CS109A Data Science Final Project

Machine Learning & Analysis for Twitter Bot Detection

Contributors: Group #68: Nisrine Elhauz, Huan Liu, Fayzan Talpur, Samasara Tamrakar

Harvard University, Fall 2018

Image Text

Motivation:

The primary goal of this project is to detect Twitter bots by being able to differentiate the source of a tweet between a Twitter bot or human. To accomplish this, we must categorize the two main types of Twitter accounts that we are interested in for analysis. The first type being Twitter accounts that have direct human involvement but with a fake persona and specific purposes (e.g. spreading fake news, manipulation of online rating and review systems, etc.). The second type being “bot” Twitter accounts, that lack direct human involvement in generating tweets. The “bot” accounts, irrespective of their intention (whether to reduce human activity or malicious intent), will all be regarded as “bot” Twitter accounts as long as there is no direct involvement of a human. “No direct human involvement” can be defined as the actions of tweeting / retweeting / liking that are not the result of direct human operations.

Problem Statement:

How to detect Twitter Bots using tweets data from Twitter developer API by using machine learning techniques. Our objective is to determine whether the source of tweets are from accounts that are bot users [1] or non-bot users [0]. (we define bot as: no direct human involvement in generating tweets)

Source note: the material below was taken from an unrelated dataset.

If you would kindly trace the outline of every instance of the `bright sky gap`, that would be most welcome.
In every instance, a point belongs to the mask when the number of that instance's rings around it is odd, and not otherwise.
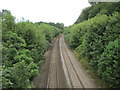
[[[0,10],[10,10],[19,20],[24,17],[32,22],[59,22],[69,26],[88,6],[88,0],[1,0]]]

  1. Start by collection data using Twitter API
  2. Perform feature engineering and preprocessing techniques to aggregate tweet features to account level features
  3. Use Data visualization to understand the trend and patterns.
  4. Solve as a classification problem of classifying an account to be bot or not-bot
  5. Solve as an unsupervised problem of clustering twitter accounts into 2 (or several) clusters
  6. Conclude by comparing the models